What To Do

Important! Knowledge of a suicidal child falls under child endangerment and must be reported per RI law.

Please follow your school protocols for emergency planning. Not sure about your school’s plan? Have you seen it? Are you trained? Ask your principal for more information.

If a child presents him or herself as depressed or suicidal, please tell your school’s guidance department, nursing and student assistance program personnel.  Get involved!

What is the first step I can take to help?
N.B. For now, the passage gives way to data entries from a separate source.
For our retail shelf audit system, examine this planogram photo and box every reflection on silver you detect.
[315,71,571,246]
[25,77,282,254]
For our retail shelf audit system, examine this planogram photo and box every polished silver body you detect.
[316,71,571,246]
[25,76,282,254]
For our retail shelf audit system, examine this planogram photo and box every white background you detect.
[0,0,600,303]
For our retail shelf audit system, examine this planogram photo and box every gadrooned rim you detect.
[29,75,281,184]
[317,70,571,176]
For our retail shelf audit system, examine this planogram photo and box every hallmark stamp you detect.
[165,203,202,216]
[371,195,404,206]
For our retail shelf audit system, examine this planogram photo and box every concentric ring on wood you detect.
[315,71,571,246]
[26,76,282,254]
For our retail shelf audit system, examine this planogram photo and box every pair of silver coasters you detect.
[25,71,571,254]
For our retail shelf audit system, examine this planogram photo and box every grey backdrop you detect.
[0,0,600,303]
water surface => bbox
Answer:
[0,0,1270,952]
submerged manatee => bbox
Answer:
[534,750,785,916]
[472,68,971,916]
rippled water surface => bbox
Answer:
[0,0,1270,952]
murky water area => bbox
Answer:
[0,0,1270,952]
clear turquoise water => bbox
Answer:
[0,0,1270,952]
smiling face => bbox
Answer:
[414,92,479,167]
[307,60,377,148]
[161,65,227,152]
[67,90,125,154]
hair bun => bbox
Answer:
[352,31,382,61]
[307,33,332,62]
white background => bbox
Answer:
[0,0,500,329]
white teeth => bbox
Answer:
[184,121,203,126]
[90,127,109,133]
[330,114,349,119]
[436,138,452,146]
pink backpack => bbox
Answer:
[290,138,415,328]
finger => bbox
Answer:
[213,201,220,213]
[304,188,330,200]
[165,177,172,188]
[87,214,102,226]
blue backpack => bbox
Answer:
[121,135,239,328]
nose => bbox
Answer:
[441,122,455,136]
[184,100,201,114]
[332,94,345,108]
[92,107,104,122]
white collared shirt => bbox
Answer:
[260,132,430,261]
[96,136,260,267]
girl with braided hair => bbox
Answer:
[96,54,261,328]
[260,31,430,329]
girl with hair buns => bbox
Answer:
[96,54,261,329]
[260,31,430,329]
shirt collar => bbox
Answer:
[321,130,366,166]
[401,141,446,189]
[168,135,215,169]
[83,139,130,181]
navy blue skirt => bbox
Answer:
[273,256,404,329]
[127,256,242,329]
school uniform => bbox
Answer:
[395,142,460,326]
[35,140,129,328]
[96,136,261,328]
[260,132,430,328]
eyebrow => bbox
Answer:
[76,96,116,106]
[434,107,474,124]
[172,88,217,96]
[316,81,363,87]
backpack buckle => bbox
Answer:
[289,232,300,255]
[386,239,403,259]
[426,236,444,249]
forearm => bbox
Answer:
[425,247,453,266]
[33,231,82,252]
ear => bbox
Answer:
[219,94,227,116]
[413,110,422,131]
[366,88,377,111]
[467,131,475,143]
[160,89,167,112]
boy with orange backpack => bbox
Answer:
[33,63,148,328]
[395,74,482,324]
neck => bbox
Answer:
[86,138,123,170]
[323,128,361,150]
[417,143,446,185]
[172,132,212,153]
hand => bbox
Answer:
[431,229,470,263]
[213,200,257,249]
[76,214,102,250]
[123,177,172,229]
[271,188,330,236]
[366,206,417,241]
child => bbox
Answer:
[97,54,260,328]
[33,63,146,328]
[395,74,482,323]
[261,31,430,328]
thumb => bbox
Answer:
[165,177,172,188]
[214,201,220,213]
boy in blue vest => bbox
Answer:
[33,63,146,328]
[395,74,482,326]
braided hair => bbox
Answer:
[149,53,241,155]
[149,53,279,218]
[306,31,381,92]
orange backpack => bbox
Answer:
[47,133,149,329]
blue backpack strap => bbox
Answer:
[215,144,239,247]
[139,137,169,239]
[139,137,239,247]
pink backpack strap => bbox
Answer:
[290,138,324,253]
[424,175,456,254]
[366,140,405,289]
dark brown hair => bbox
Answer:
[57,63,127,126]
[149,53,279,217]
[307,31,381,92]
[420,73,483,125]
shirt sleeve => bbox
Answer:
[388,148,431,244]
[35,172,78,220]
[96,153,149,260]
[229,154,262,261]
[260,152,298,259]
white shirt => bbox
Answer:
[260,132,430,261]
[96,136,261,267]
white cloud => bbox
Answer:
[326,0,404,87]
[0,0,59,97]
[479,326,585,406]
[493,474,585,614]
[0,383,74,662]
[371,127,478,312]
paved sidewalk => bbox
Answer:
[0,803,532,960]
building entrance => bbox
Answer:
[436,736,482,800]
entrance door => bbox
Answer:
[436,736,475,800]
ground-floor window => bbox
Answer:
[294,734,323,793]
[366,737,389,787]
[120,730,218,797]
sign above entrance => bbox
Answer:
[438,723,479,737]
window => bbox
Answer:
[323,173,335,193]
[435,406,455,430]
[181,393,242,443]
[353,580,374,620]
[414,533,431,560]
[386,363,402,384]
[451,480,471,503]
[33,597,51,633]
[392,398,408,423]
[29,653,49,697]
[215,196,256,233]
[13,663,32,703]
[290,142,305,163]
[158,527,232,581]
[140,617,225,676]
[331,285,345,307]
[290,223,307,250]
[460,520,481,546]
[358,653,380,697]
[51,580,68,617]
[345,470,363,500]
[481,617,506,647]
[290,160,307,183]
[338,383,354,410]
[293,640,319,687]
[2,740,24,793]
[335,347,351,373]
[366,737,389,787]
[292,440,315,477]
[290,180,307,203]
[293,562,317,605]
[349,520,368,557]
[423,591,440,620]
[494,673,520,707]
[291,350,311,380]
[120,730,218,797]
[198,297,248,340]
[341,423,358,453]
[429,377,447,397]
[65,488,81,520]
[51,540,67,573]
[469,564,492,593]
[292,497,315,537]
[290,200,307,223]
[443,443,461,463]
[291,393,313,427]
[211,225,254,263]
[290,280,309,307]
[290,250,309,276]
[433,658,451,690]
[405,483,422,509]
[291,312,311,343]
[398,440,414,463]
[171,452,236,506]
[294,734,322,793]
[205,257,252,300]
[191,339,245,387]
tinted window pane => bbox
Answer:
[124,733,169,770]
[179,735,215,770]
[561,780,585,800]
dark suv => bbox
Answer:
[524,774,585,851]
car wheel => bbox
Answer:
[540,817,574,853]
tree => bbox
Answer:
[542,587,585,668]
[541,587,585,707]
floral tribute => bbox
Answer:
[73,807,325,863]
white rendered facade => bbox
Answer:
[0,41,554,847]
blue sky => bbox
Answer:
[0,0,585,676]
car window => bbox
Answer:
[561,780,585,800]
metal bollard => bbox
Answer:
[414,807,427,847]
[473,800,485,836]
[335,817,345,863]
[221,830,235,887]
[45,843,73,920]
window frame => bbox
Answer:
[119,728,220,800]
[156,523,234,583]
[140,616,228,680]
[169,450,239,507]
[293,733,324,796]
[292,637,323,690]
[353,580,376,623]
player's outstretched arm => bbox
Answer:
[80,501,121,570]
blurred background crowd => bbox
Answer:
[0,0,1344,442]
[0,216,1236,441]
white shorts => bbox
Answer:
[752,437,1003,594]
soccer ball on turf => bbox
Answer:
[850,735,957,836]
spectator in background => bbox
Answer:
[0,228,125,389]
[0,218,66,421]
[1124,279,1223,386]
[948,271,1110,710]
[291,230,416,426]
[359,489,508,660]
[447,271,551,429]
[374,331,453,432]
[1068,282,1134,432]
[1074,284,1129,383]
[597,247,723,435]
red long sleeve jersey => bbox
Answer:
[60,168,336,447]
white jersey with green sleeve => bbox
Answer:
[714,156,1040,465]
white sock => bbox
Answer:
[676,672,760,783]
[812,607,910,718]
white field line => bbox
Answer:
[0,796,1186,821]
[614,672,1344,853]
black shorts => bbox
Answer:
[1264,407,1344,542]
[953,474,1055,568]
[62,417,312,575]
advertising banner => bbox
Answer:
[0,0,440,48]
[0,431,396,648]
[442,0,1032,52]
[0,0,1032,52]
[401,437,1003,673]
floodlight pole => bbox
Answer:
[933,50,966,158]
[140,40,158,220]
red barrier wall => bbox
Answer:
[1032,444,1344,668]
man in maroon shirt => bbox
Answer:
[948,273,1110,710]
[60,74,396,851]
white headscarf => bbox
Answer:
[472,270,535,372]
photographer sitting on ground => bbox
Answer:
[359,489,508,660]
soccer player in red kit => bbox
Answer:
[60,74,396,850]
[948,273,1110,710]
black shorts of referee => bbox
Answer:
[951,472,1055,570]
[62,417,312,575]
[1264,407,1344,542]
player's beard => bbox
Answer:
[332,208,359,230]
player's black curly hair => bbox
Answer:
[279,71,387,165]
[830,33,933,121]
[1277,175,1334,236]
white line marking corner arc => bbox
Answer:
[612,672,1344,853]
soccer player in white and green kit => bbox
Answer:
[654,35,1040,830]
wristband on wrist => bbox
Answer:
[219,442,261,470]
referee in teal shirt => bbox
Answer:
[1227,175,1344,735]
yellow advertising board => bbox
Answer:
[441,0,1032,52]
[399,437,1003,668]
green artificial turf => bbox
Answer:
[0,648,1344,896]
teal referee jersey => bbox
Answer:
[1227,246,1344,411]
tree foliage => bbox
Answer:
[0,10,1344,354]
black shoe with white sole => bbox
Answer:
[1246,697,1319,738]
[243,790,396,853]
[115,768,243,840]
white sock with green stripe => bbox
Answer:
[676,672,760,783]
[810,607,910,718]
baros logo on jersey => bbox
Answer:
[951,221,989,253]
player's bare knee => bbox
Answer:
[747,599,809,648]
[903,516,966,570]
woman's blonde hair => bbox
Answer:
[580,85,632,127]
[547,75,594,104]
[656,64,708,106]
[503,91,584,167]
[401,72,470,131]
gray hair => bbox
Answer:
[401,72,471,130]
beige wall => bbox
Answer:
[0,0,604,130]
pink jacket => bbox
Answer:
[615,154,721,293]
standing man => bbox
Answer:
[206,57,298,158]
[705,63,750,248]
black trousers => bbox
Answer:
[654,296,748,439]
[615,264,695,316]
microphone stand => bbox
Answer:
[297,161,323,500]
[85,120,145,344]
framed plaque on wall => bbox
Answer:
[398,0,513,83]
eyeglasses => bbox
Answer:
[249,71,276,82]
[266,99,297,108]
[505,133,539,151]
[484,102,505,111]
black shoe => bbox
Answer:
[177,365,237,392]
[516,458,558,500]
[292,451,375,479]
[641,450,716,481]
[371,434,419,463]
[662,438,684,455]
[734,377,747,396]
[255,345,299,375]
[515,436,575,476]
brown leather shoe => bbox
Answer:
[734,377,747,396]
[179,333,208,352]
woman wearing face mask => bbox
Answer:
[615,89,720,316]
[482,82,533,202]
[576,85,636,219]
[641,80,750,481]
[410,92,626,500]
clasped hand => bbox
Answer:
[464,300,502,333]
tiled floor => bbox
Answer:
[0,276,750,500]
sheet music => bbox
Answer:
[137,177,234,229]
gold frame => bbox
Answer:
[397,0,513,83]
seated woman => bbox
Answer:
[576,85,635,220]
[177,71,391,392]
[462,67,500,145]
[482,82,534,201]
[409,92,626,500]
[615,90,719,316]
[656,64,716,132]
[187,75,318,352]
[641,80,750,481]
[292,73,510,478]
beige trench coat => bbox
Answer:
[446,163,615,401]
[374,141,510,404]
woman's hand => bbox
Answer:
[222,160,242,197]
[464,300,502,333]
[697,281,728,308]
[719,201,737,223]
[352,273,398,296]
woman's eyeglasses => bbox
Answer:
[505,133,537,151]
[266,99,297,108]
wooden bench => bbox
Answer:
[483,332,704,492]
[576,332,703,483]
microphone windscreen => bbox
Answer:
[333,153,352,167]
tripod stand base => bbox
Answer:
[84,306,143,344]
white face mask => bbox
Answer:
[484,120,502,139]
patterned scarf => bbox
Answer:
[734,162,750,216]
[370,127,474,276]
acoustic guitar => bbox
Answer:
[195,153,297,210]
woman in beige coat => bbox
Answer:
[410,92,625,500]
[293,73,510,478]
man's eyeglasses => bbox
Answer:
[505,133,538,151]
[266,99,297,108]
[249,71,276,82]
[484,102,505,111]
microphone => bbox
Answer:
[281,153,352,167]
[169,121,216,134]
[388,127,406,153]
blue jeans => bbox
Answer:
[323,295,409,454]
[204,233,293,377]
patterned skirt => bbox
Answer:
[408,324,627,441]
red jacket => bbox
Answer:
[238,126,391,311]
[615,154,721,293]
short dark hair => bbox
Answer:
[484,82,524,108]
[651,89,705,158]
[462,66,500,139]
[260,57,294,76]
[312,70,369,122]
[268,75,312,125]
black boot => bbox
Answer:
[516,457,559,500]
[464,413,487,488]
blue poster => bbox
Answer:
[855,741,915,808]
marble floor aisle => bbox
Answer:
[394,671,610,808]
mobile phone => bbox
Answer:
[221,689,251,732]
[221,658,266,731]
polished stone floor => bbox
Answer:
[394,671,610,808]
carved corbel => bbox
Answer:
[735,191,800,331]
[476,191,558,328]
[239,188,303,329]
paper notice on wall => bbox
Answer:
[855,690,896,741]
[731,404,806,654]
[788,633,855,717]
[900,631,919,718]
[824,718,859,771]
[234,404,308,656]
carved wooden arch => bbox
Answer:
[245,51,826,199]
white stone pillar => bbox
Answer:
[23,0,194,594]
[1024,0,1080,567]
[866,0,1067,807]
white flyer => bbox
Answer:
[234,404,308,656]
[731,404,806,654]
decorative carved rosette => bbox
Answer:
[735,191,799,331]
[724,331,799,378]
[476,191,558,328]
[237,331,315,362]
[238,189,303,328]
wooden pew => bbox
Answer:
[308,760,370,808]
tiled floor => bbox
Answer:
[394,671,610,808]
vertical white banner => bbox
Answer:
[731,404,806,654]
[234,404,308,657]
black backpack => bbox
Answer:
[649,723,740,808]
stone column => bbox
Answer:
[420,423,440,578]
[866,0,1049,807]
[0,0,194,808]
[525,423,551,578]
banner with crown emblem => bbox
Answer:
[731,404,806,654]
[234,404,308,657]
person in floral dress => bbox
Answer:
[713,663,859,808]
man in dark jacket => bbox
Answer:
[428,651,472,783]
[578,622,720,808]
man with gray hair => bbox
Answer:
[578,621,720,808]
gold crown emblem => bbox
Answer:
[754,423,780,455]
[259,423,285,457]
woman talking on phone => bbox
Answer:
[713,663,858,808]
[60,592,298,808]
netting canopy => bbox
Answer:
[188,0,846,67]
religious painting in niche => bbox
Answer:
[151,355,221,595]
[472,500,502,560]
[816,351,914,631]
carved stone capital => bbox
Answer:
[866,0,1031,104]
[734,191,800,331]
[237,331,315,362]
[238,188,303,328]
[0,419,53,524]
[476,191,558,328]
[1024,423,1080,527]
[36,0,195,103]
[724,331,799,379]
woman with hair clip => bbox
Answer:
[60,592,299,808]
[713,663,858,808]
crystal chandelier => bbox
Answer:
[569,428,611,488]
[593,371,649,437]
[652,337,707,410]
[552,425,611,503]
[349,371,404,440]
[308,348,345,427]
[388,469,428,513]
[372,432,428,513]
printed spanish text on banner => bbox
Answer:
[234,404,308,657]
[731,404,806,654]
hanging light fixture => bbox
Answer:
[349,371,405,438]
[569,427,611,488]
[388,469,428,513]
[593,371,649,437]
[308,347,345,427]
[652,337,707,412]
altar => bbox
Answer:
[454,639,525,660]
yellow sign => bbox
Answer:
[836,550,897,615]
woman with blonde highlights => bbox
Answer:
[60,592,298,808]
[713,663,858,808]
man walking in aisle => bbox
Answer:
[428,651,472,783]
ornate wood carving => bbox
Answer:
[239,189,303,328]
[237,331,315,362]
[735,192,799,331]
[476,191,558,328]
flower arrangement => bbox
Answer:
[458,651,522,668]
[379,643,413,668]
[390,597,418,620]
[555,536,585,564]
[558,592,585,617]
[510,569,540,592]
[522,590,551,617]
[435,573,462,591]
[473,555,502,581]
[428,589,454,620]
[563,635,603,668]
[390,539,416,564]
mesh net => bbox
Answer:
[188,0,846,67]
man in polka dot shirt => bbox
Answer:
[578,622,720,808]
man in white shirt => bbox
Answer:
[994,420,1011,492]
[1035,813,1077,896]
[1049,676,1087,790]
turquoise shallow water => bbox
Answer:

What a suicidal student most needs is to be listened to, not lectured or advised. Don’t try to offer solutions or try to make them feel better. What a depressed or suicidal student most wants is to feel safe with you, to know that you can be trusted, to know that you care. He/she needs a person who will say, “I care” – and show it by not talking but by listening. Listen with sincerity and care, with interest and without judgment.

What should I say?

Begin by gently asking, “Is there something bothering you? I’ll be glad to listen.” The student might reveal something that happened at home, at work, school or in a relationship. You then might ask any of these questions:

  • “How did that make you feel?”
  • “Did that hurt your feelings?”
  • “What are you feeling, right now, this very minute?”
  • Remember; demonstrate that you can listen patiently.

What do I say next?

  • Tell the student that you care.
  • Tell the student that depression and related symptoms are treatable.
  • Offer to go with them to the school guidance, nursing or student assistance services. It can be difficult to go alone.
  • Tell them if at any time they do NOT feel safe to please call RI Emergency 911.
  • IMMEDIATELY tell appropriate school staff of your conversation – follow school protocols.
  • Tell the student he/she can also call The Samaritans of Rhode Island or visit the Teen Pages of this website to learn more about suicide prevention.

The Samaritans’ Role

The Samaritans maintains a 24-hour listening line manned by trained volunteers. Volunteers can offer nonjudgmental listening when family, friends and professionals are not available.

Note: The Crisis Hotline/Listening Line is open 24/7 depending on the availability of volunteers.